After a year of dating, the British singer and the German model/actress were joined in holy matrimony last May; Klum was pregnant with a child fathered by Seal at the time. (Seal had already taken over paternal duties for Klum’s first child, Leni.) Since their marriage, Seal and Klum have become just another celebrity couple. They don’t receive the sort of sensationalistic coverage accorded Tom Cruise and Katie Holmes or Brad Pitt and Angelina Jolie. Their relationship is not depicted as some sort of exotic freakshow. They are simply, for all intents and purposes, two married celebrities, nothing more and nothing less.
This is nothing short of amazing, and demonstrates how deeply racial attitudes have changed over the decades.
It’s hard to believe that only fifty years ago, Sammy Davis Jr. was besieged by death threats–some from the Mafia!–because he dated Kim Novak and later married May Britt. The Hays Production Code forbade depictions of interracial relationships in Hollywood movies. Alan Freed’s variety show was famously canceled in 1957 after numerous complaints about singer Frankie Lymon being shown dancing with a white female teenager during a broadcast. In a still-shocking 1955 incident, a fourteen-year-old black teenager, Emmett Till, was beaten to death in Mississippi after supposedly whistling at a white cashier in a convenience store.
Now, five decades later, Seal marries Heidi Klum…and no one bats an eye. Same with David Bowie and Iman.

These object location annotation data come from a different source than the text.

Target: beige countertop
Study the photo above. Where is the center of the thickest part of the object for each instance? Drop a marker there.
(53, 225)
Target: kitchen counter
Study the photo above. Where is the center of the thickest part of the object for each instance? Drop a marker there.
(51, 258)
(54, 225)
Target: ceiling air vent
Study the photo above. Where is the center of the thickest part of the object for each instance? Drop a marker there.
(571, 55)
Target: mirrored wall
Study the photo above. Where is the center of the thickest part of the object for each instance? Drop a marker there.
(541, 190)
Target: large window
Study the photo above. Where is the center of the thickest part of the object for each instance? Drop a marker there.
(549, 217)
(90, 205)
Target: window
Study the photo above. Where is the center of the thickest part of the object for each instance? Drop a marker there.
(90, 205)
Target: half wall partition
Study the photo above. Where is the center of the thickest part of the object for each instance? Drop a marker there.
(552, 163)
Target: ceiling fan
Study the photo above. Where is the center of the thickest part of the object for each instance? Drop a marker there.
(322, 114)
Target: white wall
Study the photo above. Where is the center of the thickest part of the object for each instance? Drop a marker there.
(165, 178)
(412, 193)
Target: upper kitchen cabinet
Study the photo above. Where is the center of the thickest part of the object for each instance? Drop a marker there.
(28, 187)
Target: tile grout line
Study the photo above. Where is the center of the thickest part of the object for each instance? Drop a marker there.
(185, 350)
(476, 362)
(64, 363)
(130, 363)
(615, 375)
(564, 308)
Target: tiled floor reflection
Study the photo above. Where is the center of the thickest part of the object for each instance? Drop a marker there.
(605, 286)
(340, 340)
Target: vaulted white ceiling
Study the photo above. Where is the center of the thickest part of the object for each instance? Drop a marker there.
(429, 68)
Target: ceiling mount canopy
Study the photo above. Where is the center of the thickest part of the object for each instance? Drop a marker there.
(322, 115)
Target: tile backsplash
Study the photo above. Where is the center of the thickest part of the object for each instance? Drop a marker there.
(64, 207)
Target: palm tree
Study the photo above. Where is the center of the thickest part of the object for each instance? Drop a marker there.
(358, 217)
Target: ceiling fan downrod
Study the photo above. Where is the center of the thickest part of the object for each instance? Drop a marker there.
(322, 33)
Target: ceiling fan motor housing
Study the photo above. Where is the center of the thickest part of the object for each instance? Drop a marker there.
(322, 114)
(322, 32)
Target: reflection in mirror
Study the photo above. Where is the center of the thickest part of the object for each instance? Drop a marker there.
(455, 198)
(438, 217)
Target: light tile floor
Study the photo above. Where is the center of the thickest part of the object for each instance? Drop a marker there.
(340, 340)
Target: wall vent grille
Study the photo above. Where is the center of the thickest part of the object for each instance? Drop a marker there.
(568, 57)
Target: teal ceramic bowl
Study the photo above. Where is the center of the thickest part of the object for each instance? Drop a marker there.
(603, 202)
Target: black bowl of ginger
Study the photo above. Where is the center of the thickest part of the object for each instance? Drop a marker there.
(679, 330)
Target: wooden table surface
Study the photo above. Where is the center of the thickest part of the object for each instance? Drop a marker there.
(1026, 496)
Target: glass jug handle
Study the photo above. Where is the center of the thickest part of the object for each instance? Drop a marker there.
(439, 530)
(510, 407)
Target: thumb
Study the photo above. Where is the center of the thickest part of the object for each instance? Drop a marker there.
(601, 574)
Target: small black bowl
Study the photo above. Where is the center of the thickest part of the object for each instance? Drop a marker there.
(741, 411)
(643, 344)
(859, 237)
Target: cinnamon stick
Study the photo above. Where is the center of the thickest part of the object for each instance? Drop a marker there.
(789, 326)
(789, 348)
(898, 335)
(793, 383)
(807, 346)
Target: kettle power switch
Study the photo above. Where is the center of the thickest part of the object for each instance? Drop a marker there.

We often don’t think about how much things have fundamentally changed when it comes to race, so focused are we on present-day race-related problems that seem so stubborn. It’s as if we’ve been conditioned to always see the race-relations glass as near-empty, instead of half-full with more water being poured in.
The fact that the Seal-Klum marriage did not face any racial controversy of significance is evidence that, while race relations are far from harmonious in the 2000s, they are also far from horrendous. I’d say that’s something to sing about.
March 30th, 2006 at 3:02 am
Very astute. It is amazing how attitudes–at least in the so-called “mainstream”–have changed. I guess the race-baiters are wrong about how little has changed after all.